Second, Moore made the 2.8 m high Standing Figure: Knife Edge (LH 482), cast at the Morris Singer art foundry in 1961 in an edition of 7 (6 plus 1 artist's copy). The artist's copy, cast 0, is displayed in the W. B. Yeats Memorial Garden at St Stephen's Green in Dublin.
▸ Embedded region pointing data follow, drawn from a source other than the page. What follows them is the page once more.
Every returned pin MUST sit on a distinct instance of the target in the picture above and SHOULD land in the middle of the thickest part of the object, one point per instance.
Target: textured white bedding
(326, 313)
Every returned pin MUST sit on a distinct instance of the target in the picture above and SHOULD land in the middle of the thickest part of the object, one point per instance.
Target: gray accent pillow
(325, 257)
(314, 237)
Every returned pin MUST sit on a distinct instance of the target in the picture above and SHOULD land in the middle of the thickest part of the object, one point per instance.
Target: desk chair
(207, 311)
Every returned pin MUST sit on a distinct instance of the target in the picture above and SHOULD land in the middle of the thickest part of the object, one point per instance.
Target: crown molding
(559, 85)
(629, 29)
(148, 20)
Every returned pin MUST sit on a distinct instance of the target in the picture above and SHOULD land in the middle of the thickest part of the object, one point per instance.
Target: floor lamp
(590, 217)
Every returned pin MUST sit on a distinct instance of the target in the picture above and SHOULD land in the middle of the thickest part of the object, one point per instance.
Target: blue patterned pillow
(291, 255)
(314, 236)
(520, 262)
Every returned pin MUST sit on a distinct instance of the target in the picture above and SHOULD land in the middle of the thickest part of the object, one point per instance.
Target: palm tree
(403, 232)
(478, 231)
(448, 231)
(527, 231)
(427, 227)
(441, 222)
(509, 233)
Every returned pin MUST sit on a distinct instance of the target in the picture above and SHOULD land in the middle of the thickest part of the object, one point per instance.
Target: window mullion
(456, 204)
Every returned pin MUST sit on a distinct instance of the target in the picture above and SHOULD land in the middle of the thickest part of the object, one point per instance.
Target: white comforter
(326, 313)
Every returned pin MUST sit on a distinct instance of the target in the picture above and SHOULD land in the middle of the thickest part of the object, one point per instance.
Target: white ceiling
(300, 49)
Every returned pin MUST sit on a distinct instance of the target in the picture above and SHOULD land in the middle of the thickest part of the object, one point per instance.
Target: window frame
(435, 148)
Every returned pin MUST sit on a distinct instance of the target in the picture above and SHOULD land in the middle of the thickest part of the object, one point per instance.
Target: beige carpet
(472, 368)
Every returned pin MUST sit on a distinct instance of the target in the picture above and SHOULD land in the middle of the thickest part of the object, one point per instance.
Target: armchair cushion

This piece was restored in 2020. There are other examples at:
- One Maritime Plaza in San Francisco
- Norton Simon Museum in Pasadena (cast 4)
- Minneapolis Sculpture Garden
- Botanischer Garten Grugapark, Essen, Germany
- Kreeger Museum, Washington, DC

Moore enlarged the work again to create the 3.6 m high Large Standing Figure: Knife Edge (LH 482a), cast in 1976 in an edition of 8 (6 plus 2 artist's copies). The two artists copies, cast 0 and cast 00, are owned by the Henry Moore Foundation, with one displayed in Greenwich Park from 1979 to 2007, and again since 2011.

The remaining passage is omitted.